The Christmas-New Year silly season gave Australia three health policies. At the start of December, the policy from the 2014 budget was still on life support. But in mid-December, then-health minister Peter Dutton announced a new rebate reduction policy. This survived less than a month.
In January, the new health minister, Sussan Ley, dumped the minimum time requirement for a level B consultation – the most common type of patient visit – and promised to consult on what should replace it.
Two other elements of the government’s revised co-payment policy remain: a A$5 cut to GP funding for each service a GP performs for patients who are over 15 and don’t have a concession card; and a freeze on Medicare rebates until 2018.
As I’ll argue today at the hearings of the Senate Select Committee on Health, the cumulative impact of the freeze and the A$5 rebate reduction on general practices, and therefore on patients, will be substantial. Non-concession patients may end up paying a A$30 co-payment, not a A$5 one.
Impact on general practices
Data from University of Sydney BEACH surveys suggest that up to 57% of visits would be exempt from the reduced rebate because the patient has a Commonwealth Concession Card, Repatriation Card, or is a child up to the age of 15.
To account for other exclusions (15-year-olds, patients getting GP health plans and GP management plans) and to be conservative, let’s assume that two-thirds of patients are exempt from the A$5 funding cut.

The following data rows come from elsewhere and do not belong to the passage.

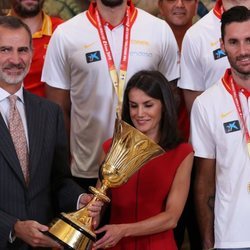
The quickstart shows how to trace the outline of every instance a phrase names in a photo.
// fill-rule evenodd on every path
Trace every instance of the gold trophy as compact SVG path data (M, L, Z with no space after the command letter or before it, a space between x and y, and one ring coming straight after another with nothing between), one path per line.
M90 249L96 235L92 228L92 217L88 215L88 206L96 200L109 202L106 196L108 188L126 183L144 163L162 153L164 150L146 135L121 119L116 119L113 142L99 172L101 187L90 187L94 194L92 201L76 212L61 213L47 235L66 249Z

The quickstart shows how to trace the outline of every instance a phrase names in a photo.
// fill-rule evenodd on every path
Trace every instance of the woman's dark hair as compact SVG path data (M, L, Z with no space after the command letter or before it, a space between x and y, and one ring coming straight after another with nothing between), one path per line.
M250 20L250 10L245 6L235 6L222 14L221 38L224 40L226 25L237 22L242 23Z
M162 117L159 145L166 150L175 148L181 142L181 138L178 131L177 111L170 83L158 71L143 70L131 77L124 92L122 119L132 126L134 125L129 113L128 95L133 88L138 88L148 96L161 101Z

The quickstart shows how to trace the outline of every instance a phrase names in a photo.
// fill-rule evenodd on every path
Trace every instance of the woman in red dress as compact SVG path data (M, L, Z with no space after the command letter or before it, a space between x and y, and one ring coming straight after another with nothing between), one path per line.
M109 225L94 249L176 250L173 228L184 208L193 149L177 131L176 106L170 83L157 71L140 71L128 82L122 118L165 149L126 184L111 190ZM112 140L104 143L106 154Z

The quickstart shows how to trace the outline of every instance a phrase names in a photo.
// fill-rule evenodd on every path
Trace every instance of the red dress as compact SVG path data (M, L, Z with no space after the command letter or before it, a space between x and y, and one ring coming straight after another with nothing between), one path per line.
M107 153L111 140L104 143ZM183 143L146 163L127 183L111 189L110 224L134 223L165 210L175 173L185 157L193 152ZM177 250L173 230L139 237L126 237L112 250Z

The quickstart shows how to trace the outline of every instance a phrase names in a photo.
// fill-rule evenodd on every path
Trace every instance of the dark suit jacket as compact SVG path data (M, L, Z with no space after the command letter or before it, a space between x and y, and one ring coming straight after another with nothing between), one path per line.
M30 182L26 187L6 124L0 115L0 249L28 249L8 243L19 220L48 224L56 209L73 211L83 190L71 179L63 114L58 105L24 90L29 137Z

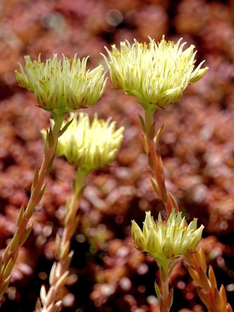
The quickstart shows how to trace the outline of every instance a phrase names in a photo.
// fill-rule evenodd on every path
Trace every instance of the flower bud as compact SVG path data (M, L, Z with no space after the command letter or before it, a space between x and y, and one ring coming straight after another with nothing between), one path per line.
M150 212L146 212L143 232L134 221L132 221L132 235L139 249L161 263L180 254L192 252L202 237L204 226L197 229L197 219L194 219L188 226L182 218L181 212L176 214L172 210L167 222L162 221L158 215L156 223Z
M73 119L73 120L72 120ZM110 122L111 117L105 121L99 119L95 114L90 124L86 114L71 113L71 122L64 133L59 138L56 155L64 156L68 162L76 167L85 168L88 171L105 167L115 157L123 138L123 127L115 130L115 122ZM53 121L51 120L52 127ZM44 139L46 131L41 131Z
M164 35L157 43L149 38L148 44L134 39L131 46L126 40L120 43L119 50L115 45L111 51L105 47L109 60L102 55L111 80L115 88L138 97L142 104L149 103L156 108L176 103L189 83L201 78L208 68L200 69L203 61L194 70L195 46L183 51L186 43L181 45L182 38L176 44L166 41Z
M88 58L81 61L75 55L72 60L63 55L62 66L56 54L52 59L41 63L25 56L23 69L19 63L20 73L15 70L20 85L34 93L38 105L46 110L61 109L67 111L79 109L95 103L105 88L103 67L100 65L86 71Z

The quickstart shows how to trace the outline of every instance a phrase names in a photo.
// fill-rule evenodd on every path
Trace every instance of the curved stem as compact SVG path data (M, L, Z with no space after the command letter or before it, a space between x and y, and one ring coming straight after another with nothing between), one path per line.
M160 310L160 312L169 312L170 311L170 309L168 309L167 308L168 299L169 294L168 279L168 277L167 277L166 280L164 282L162 281L162 282L163 293L162 300L163 302L163 310L162 311Z
M23 204L22 206L17 222L17 231L7 246L2 257L3 263L0 271L0 296L3 295L10 281L11 273L17 260L19 248L23 244L32 229L32 225L27 229L27 226L34 208L41 200L45 189L46 185L44 184L42 186L43 183L52 166L60 128L64 117L64 114L56 115L54 126L50 133L49 148L48 148L48 141L46 139L41 168L39 172L37 166L35 169L28 203L25 211ZM0 259L0 266L1 262L1 259Z
M42 286L41 290L41 300L43 307L40 306L37 311L48 312L58 310L61 302L56 300L56 295L66 282L69 275L68 271L73 255L73 251L70 251L71 238L77 228L79 219L77 212L80 206L83 189L85 178L90 171L85 168L79 168L73 182L73 193L70 200L66 204L67 214L64 222L64 230L61 240L58 234L56 238L56 253L58 261L55 262L50 275L50 288L47 295Z
M153 119L153 113L151 110L146 110L145 112L145 127L146 128L146 142L149 152L148 160L151 162L149 163L150 167L154 174L158 189L158 195L162 200L168 214L170 213L173 208L175 209L176 212L178 211L178 206L175 202L172 200L172 196L167 192L165 184L165 178L161 156L159 158L156 152L156 147L154 137L150 135L152 127L154 127ZM150 156L150 159L149 158Z

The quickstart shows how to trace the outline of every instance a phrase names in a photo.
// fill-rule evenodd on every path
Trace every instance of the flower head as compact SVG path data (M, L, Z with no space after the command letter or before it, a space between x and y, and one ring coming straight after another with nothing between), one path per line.
M90 123L88 115L71 113L66 123L73 119L68 128L59 138L56 155L65 156L72 165L87 170L103 168L115 158L123 138L123 127L115 130L115 122L98 119L95 114ZM51 126L53 121L51 120ZM46 132L42 130L42 136Z
M180 44L166 41L163 36L156 43L149 38L148 44L135 39L131 46L127 40L115 44L111 51L105 47L110 58L102 54L110 71L115 87L138 97L142 103L163 106L178 102L190 82L201 78L208 69L201 69L203 61L194 70L195 47L191 45L183 51L186 42Z
M139 249L158 262L192 252L201 240L204 227L201 225L197 229L195 218L187 226L182 213L176 214L173 209L166 222L162 221L159 213L155 223L150 211L146 212L143 231L132 221L132 236Z
M96 103L105 87L103 67L86 71L87 58L81 61L76 54L71 60L63 55L61 66L56 54L45 64L41 62L40 54L37 61L27 56L24 70L19 63L21 72L15 71L16 80L34 94L38 105L46 110L78 109Z

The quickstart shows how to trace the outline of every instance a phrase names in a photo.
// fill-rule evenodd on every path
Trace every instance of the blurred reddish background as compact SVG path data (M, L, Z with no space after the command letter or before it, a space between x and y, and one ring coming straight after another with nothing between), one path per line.
M176 105L157 113L164 124L159 151L167 185L188 220L205 226L203 246L234 305L234 1L205 0L2 0L0 1L0 249L16 230L22 202L30 194L34 169L41 163L40 133L50 114L35 106L33 95L17 85L14 70L25 55L41 59L54 52L89 55L100 63L105 45L181 37L210 68L188 87ZM87 179L81 218L72 241L69 285L61 294L64 311L158 312L154 282L158 269L131 241L131 220L139 223L150 209L163 209L149 178L141 143L137 100L112 88L86 110L111 115L125 127L116 160ZM13 272L3 311L32 311L41 285L47 287L54 238L62 230L65 204L74 169L57 158L33 217L33 231ZM181 260L174 270L175 311L206 311Z

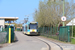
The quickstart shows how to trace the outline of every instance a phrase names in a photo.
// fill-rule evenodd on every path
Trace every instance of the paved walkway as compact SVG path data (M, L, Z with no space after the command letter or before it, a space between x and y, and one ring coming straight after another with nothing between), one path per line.
M0 50L47 50L47 45L42 41L26 36L22 32L15 32L15 34L18 41Z

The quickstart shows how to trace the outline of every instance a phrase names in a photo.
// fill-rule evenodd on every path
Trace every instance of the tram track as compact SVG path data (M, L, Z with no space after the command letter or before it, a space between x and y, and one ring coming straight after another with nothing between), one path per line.
M48 43L48 42L45 41L45 40L42 40L42 38L39 38L39 37L36 37L36 36L33 36L33 37L35 37L36 39L38 39L38 40L42 41L43 43L45 43L45 44L48 46L48 50L52 50L50 43ZM55 43L55 42L53 42L53 41L49 41L49 42L51 42L51 43L57 45L57 46L60 48L60 50L63 50L63 48L62 48L59 44L57 44L57 43Z

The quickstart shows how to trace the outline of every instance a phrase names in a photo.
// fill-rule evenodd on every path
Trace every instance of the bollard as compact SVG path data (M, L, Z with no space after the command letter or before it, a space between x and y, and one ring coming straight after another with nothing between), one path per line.
M11 43L11 28L10 28L10 25L9 25L9 42L8 43Z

The average practice (with an average distribution across the four consultation items, an average proportion of exempt patients and an average bulk billing model), would suffer about a 4% reduction in revenue across level A to D consultation items (the overwhelming majority are level B; A is for simpler, shorter consults; C and D are for complex, longer consults).
The more significant impact is the second, slow-burn reduction: the freeze on all rebates. The table below shows the estimated impact on per patient revenue in general practice under this policy for the four common consultation items.
Assuming inflation of 2% a year, the low end of the Reserve Bank target and recent experience, the cumulative impact on the freeze between now and June 2018 will be a further 6% cut in general practice revenue.
Estimated average funding reduction per patient in 2018
In total, if inflation runs at 2% and the A$5 rebate cut goes ahead with its 4% revenue impact, general practices will face effective, real reductions in rebates from these consultation items of just over 10%. Cuts of that magnitude will challenge the business model of most general practices.
The result is likely to be a move away from bulk billing. This is indeed the objective of the government’s policy.
Impact on patients
So, if a practice decides to reduce bulk billing, what fees will it charge?
For bulk-billing practices, the cost of introducing fee-collection processes, including potential cash handling, is not trivial and may be more than A$5 a consultation. The Australian Medical Association described the initial co-payment proposal as a “costly red tape nightmare”. The A$5 scheme is likely to attract the same description.
A move away from bulk billing also means that the practice will lose the current bulk-billing incentive of A$6.15 or A$9.25 (depending on location and other factors).
In deciding their strategy, practices would need to consider not only the immediate impact of the A$5 rebate reduction, but also the slower but greater impact of the rebate freeze. If practices know that the value of the government rebate will erode over time, it would be prudent to set fees now that take this into account, especially as they have absorbed the impact of the existing freeze initiated by the previous Labor government.
The average out-of-pocket payment, when there is one, is A$31 at present. The combined impact of the freeze and the A$5 rebate reduction raises the risk that practices would move to the prevailing non-bulk-billed co-payment.
If practices decide to maintain bulk billing for some non-concessional patients subject to the A$5 rebate reduction, GPs may offset the reduction by increasing the co-payment for people who already pay one. The average co-payment for non-bulk-billed services could then increase significantly above its current level.
Impact on patient demand
Imposing a A$31 fee may reduce demand, as patients baulk at paying the fee, defer the visit until they have multiple problems, or go to a hospital emergency department or pharmacy instead.
The impact of a reduction in daily demand on practices is unclear. Many practices can’t meet demand on any given day and already fill more appointments than they have available by making patients wait a day or two or longer for appointments. More than a quarter of people who visited a GP felt they had to wait longer than was acceptable.
Some patients don’t wait and seek care elsewhere, from pharmacies or other GPs. But if demand drops as a result of co-payments, waits might reduce and patients who might otherwise have sought alternative treatment sources would see a GP. The overall impact might be no reduction in realised demand.
In summary, the rebate reductions and the freeze are likely to lead to reductions in bulk billing and increases in co-payments. This is as the government intends. But the increase in co-payments is likely to be significantly greater than the A$5 rebate reduction, probably in the range of A$30 to A$40 for a standard, level B visit.